🤖 AI Summary
Geometric Problem Solving (GPS) requires models to jointly reason over text and diagrams while performing dynamic visual operations—such as constructing auxiliary lines or applying affine transformations—yet current multimodal large language models (MLLMs) treat diagrams as static images and lack interactive, executable visual action capabilities. This work introduces GeoSketch, the first neuro-symbolic framework for GPS, establishing a closed-loop pipeline of “perception → symbolic reasoning → differentiable drawing actions.” It formally models auxiliary line construction and affine transformations as executable, verifiable visual operations. The method employs a two-stage training strategy: symbolic-trajectory-supervised fine-tuning followed by symbolic-reward-guided reinforcement learning. Evaluated on the newly constructed GeoSketch benchmark, GeoSketch significantly outperforms state-of-the-art MLLMs, achieving substantial gains in both stepwise reasoning accuracy and final solution success rate—empirically demonstrating the critical role of dynamic visual operations in geometric reasoning.
📝 Abstract
Geometric Problem Solving (GPS) poses a unique challenge for Multimodal Large Language Models (MLLMs), requiring not only the joint interpretation of text and diagrams but also iterative visuospatial reasoning. While existing approaches process diagrams as static images, they lack the capacity for dynamic manipulation - a core aspect of human geometric reasoning involving auxiliary line construction and affine transformations.

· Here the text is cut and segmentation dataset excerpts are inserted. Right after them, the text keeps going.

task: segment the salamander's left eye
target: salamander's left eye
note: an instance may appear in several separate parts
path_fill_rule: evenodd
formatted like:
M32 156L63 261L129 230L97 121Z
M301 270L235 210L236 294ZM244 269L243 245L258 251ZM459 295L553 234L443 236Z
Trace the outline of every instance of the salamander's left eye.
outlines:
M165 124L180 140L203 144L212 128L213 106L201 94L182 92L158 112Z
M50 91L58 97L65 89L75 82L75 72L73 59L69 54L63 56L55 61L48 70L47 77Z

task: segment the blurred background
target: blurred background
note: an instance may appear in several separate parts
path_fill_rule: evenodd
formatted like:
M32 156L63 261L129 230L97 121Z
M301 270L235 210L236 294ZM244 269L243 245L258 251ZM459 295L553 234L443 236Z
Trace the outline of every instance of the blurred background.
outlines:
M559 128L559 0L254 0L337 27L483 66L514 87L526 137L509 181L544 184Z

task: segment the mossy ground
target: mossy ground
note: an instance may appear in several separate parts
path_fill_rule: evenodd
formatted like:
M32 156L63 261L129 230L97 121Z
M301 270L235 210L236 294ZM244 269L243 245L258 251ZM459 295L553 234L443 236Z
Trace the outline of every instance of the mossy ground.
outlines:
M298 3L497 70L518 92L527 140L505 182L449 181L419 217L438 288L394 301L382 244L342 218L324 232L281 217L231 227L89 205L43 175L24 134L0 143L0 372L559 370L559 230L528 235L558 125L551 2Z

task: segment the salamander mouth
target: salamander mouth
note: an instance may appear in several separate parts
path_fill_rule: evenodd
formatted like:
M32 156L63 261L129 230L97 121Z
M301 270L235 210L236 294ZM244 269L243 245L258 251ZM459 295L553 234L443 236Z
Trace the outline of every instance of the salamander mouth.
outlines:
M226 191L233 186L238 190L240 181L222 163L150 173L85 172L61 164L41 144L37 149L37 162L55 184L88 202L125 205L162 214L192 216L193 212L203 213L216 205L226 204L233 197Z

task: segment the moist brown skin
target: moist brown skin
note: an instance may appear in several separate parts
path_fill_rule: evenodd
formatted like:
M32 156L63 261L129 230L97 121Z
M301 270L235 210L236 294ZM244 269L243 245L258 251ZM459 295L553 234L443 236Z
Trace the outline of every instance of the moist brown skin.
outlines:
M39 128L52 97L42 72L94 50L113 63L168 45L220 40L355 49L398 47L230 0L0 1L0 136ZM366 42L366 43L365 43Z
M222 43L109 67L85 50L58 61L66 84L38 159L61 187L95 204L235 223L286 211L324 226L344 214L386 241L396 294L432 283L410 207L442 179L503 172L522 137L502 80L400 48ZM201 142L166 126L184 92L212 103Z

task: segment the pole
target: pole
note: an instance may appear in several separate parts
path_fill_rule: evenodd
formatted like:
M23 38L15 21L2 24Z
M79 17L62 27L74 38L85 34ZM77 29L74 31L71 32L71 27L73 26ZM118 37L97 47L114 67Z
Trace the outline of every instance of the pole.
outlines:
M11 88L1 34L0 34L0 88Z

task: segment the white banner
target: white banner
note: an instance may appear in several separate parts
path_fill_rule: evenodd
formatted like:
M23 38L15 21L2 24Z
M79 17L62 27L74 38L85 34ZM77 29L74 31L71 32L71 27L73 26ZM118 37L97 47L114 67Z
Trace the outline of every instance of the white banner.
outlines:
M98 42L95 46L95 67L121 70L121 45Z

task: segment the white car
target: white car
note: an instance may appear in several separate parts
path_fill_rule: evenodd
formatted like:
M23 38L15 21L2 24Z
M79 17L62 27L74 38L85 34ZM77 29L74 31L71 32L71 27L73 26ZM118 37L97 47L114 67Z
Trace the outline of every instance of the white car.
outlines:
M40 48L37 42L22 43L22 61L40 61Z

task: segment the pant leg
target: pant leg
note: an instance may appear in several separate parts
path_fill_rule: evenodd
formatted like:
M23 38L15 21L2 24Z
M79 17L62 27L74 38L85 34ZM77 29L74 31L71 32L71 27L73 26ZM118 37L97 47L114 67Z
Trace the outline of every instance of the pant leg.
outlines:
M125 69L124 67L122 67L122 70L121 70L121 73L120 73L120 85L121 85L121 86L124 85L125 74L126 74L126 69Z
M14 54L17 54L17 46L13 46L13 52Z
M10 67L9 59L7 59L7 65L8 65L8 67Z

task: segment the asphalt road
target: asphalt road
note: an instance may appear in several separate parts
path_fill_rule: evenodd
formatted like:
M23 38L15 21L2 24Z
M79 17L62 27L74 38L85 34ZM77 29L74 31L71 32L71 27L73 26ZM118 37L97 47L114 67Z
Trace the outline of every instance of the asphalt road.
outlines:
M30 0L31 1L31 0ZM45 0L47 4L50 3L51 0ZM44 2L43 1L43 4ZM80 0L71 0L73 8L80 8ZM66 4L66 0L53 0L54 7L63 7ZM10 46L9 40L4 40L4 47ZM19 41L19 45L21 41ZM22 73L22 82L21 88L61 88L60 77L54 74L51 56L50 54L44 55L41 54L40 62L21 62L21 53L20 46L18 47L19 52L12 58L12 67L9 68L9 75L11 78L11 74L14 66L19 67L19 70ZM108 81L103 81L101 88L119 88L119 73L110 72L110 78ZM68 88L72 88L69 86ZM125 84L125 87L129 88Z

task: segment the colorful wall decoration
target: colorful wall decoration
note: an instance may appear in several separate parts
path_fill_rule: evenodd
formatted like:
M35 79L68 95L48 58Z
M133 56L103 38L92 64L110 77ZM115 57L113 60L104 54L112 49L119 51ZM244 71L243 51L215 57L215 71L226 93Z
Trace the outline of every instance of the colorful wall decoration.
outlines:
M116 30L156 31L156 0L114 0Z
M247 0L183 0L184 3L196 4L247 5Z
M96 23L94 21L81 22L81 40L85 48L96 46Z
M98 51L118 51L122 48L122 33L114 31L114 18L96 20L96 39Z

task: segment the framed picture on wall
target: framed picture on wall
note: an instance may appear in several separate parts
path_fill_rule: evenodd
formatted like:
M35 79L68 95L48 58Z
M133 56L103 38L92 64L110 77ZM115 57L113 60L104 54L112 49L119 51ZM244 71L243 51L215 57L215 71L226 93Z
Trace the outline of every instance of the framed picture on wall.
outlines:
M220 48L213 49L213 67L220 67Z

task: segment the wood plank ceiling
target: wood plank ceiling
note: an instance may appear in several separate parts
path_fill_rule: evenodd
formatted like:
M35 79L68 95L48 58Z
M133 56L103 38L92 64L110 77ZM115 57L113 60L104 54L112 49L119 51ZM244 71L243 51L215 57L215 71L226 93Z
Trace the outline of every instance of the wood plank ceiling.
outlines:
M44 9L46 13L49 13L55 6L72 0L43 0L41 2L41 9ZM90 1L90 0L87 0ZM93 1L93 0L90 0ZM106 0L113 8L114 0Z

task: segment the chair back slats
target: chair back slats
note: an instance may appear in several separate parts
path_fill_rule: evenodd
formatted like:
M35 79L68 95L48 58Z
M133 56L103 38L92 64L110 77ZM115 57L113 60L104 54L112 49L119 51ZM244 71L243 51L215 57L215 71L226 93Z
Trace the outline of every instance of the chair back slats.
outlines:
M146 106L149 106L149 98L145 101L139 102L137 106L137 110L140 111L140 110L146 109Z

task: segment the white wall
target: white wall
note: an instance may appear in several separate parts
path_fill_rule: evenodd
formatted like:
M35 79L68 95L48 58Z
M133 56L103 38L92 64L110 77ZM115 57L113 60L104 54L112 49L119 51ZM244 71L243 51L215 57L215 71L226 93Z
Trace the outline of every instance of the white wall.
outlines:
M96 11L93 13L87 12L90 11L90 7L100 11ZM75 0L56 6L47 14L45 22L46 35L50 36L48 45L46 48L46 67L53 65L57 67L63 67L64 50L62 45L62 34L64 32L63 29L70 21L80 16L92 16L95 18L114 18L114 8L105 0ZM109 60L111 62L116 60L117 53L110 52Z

We present GeoSketch, a neural-symbolic framework that recasts geometric reasoning as an interactive perception-reasoning-action loop. GeoSketch integrates: (1) a Perception module that abstracts diagrams into structured logic forms, (2) a Symbolic Reasoning module that applies geometric theorems to decide the next deductive step, and (3) a Sketch Action module that executes operations such as drawing auxiliary lines or applying transformations, thereby updating the diagram in a closed loop. To train this agent, we develop a two-stage pipeline: supervised fine-tuning on 2,000 symbolic-curated trajectories followed by reinforcement learning with dense, symbolic rewards to enhance robustness and strategic exploration. To evaluate this paradigm, we introduce the GeoSketch Benchmark, a high-quality set of 390 geometry problems requiring auxiliary construction or affine transformations. Experiments on strong MLLM baselines demonstrate that GeoSketch significantly improves stepwise reasoning accuracy and problem-solving success over static perception methods. By unifying hierarchical decision-making, executable visual actions, and symbolic verification, GeoSketch advances multimodal reasoning from static interpretation to dynamic, verifiable interaction, establishing a new foundation for solving complex visuospatial problems.